The genetic algorithm is ran 10 times. At the end of each execution the best individuals (sorted by increasing
fitness) are selected if they cover at least one branch that has not been covered. This is the only point in the
procedure where the set of covered branches is updated\footnote{This differs from the reference implementation of
\texttt{sb\_cgi\_decode.py}, which performs the update directly in the fitness function.}.

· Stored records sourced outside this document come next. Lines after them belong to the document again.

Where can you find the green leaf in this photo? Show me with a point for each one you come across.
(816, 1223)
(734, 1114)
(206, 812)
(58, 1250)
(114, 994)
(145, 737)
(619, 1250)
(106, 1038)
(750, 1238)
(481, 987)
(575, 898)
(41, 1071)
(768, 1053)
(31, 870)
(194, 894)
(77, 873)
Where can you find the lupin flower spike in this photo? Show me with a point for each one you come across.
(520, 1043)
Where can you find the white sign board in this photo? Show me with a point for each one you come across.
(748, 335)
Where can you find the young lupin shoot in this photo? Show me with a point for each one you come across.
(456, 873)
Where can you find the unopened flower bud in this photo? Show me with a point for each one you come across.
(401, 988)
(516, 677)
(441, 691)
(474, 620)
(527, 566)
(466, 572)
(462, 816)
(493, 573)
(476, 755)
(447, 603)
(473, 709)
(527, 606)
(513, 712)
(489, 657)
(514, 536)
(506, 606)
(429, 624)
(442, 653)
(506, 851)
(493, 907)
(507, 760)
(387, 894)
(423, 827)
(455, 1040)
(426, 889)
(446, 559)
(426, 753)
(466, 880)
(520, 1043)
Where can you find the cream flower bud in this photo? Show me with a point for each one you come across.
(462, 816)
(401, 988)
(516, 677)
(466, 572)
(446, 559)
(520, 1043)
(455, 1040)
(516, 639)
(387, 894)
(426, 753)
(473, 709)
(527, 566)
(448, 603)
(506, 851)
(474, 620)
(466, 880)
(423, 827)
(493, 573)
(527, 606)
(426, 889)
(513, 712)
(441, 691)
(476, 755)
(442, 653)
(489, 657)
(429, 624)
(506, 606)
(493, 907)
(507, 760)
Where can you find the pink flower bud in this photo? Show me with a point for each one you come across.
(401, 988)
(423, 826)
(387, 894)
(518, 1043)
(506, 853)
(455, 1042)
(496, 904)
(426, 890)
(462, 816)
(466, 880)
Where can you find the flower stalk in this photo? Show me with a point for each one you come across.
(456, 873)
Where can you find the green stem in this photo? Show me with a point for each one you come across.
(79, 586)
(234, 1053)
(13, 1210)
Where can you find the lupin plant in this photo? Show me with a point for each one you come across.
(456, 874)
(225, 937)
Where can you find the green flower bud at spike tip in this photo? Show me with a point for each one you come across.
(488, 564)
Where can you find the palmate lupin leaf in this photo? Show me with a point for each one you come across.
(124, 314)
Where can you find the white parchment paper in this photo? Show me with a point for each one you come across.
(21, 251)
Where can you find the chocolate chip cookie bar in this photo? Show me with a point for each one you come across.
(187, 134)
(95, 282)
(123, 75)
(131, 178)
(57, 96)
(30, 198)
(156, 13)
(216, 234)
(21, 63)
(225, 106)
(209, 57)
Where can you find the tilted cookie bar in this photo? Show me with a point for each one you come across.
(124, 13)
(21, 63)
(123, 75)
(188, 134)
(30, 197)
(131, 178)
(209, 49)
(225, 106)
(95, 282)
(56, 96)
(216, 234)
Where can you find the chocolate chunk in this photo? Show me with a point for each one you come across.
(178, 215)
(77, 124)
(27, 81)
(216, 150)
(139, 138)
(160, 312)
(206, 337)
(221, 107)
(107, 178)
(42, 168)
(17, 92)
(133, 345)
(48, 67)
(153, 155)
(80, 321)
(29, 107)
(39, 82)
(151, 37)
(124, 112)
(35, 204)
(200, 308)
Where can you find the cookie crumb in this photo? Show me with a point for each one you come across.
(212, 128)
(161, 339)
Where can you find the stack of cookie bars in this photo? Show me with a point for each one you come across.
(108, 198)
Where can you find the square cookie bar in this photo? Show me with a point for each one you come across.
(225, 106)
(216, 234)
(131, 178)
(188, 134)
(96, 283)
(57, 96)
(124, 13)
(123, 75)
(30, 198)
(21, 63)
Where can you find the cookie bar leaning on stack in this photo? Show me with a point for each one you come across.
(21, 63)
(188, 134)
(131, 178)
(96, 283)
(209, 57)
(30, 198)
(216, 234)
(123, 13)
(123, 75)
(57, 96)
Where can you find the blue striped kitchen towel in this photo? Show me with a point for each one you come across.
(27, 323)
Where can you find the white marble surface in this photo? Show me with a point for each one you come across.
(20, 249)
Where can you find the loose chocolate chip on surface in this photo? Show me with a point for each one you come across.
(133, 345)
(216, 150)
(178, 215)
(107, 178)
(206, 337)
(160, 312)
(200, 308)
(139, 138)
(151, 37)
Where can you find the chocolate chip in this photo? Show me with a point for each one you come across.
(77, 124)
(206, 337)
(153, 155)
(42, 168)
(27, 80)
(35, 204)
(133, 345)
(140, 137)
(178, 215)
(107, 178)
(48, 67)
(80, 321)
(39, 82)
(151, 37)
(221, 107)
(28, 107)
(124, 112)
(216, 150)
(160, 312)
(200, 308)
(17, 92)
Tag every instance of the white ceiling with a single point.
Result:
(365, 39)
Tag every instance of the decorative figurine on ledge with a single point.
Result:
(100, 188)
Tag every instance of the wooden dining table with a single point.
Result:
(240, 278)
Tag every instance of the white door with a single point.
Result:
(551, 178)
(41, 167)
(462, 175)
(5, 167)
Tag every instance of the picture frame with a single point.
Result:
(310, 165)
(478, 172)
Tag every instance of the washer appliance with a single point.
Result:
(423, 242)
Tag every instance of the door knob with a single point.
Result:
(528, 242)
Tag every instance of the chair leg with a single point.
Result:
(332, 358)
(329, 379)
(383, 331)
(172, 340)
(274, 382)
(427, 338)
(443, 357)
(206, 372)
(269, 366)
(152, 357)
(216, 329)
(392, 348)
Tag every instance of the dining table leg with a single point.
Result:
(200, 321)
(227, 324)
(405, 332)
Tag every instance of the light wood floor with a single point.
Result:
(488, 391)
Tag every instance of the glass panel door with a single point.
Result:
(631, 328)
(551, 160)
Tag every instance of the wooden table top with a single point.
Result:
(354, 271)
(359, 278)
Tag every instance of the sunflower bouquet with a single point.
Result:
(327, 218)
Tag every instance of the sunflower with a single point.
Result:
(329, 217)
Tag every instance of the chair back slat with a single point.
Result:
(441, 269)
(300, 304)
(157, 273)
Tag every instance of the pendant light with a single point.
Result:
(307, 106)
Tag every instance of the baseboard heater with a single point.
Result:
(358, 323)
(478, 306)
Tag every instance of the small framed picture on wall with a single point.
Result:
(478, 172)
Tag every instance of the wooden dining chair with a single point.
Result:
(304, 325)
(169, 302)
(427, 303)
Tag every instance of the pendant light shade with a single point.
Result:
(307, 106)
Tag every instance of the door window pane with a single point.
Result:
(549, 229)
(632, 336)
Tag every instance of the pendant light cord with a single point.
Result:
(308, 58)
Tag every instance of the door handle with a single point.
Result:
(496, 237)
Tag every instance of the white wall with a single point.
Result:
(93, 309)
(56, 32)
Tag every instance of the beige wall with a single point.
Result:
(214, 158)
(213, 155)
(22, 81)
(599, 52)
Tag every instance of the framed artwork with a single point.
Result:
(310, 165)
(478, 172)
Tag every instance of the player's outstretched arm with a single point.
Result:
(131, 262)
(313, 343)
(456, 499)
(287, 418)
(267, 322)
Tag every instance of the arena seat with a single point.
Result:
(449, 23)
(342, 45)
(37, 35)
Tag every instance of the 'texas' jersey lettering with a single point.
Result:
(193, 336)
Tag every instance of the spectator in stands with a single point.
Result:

\subsection*{Section 4: Statistical comparison of test generators}
To compare the performance of the fuzzer and the genetic algorithm, the mutation testing tool \textit{mut.py} has
been used to measure how robust the generated test suites hard. Both implementations have been executed for 10 times
using different RNG seeds each time, and a statistical comparison of the resulting mutation score distributions has
been performed to determine when one generation method is statistically more performant than the other.
\begin{figure}[t]
\begin{center}
\includegraphics[width=\linewidth]{../out/mutation_scores}
\caption{Distributions of \textit{mut.py} mutation scores over the generated benchmark tests suites
using the fuzzer and the genetic algorithm.}\label{fig:mutation-scores}
\end{center}
\end{figure}
\begin{figure}[t]
\begin{center}
\includegraphics[width=\linewidth]{../out/mutation_scores_mean}
\caption{\textit{mut.py} Mutation score average over the generated benchmark tests suites
using the fuzzer and the genetic algorithm.}\label{fig:mutation-scores-mean}
\end{center}
\end{figure}
Figure~\ref{fig:mutation-scores} shows a boxplot of the mutation score distributions for each file in the benchmark
suite, while figure~\ref{fig:mutation-scores-mean} shows the mean mutation scores.
\begin{table}[t]
\centering
\begin{tabular}{lrrp{3.5cm}r}
\toprule
\textbf{File} & \textbf{$E(\text{Fuzzer})$} & \textbf{$E(\text{Genetic})$} & \textbf{Cohen's $|d|$} & \textbf{Wilcoxon $p$} \\
\midrule
check\_armstrong & 58.07 & 93.50 & 2.0757 \hfill Huge & 0.0020 \\
railfence\_cipher & 88.41 & 87.44 & 0.8844 \hfill Very large & 0.1011 \\
longest\_substring & 77.41 & 76.98 & 0.0771 \hfill Small & 0.7589 \\
common\_divisor\_count & 76.17 & 72.76 & 0.7471 \hfill Large & 0.1258 \\
zellers\_birthday & 68.09 & 71.75 & 1.4701 \hfill Huge & 0.0039 \\
exponentiation & 69.44 & 67.14 & 0.3342 \hfill Medium & 0.7108 \\
caesar\_cipher & 60.59 & 61.20 & 0.3549 \hfill Medium & 0.2955 \\
gcd & 59.15 & 55.66 & 0.5016 \hfill Large & 0.1627 \\
rabin\_karp & 27.90 & 47.55 & 2.3688 \hfill Huge & 0.0078 \\
anagram\_check & 23.10 & 7.70 & $\infty$ \hfill Huge & 0.0020 \\
\bottomrule
\end{tabular}
\caption{Statistical comparison between fuzzer and genetic algorithm test case generation in terms of mutation
score as reported by \textit{mut.py} over 10 runs, sorted by genetic mutation score. The table reports run
means, the wilcoxon paired test p-value and the Cohen's $d$ effect size for each file in the
benchmark.}\label{tab:stats}
\end{table}
To perform a statistical comparison, the Wilcoxon paired test has been used with a p-value threshold of 0.05 has been
used to check if there is there is a statistical difference between the distributions. Moreover, the Cohen's d
effect-size has been used to measure the significance of the difference. Results of the statistical analysis are
shown in table~\ref{tab:stats}.
Only 4 benchmark files out of 10 make the two script have statistical different performance. They are namely
\textit{check\_armstrong}, \textit{zeller\_birthday}, \textit{rabin\_karp} and \textit{anagram\_check}.
The first three show that the genetic algorithm performs significantly better than the fuzzer,
while the last file shows the opposite.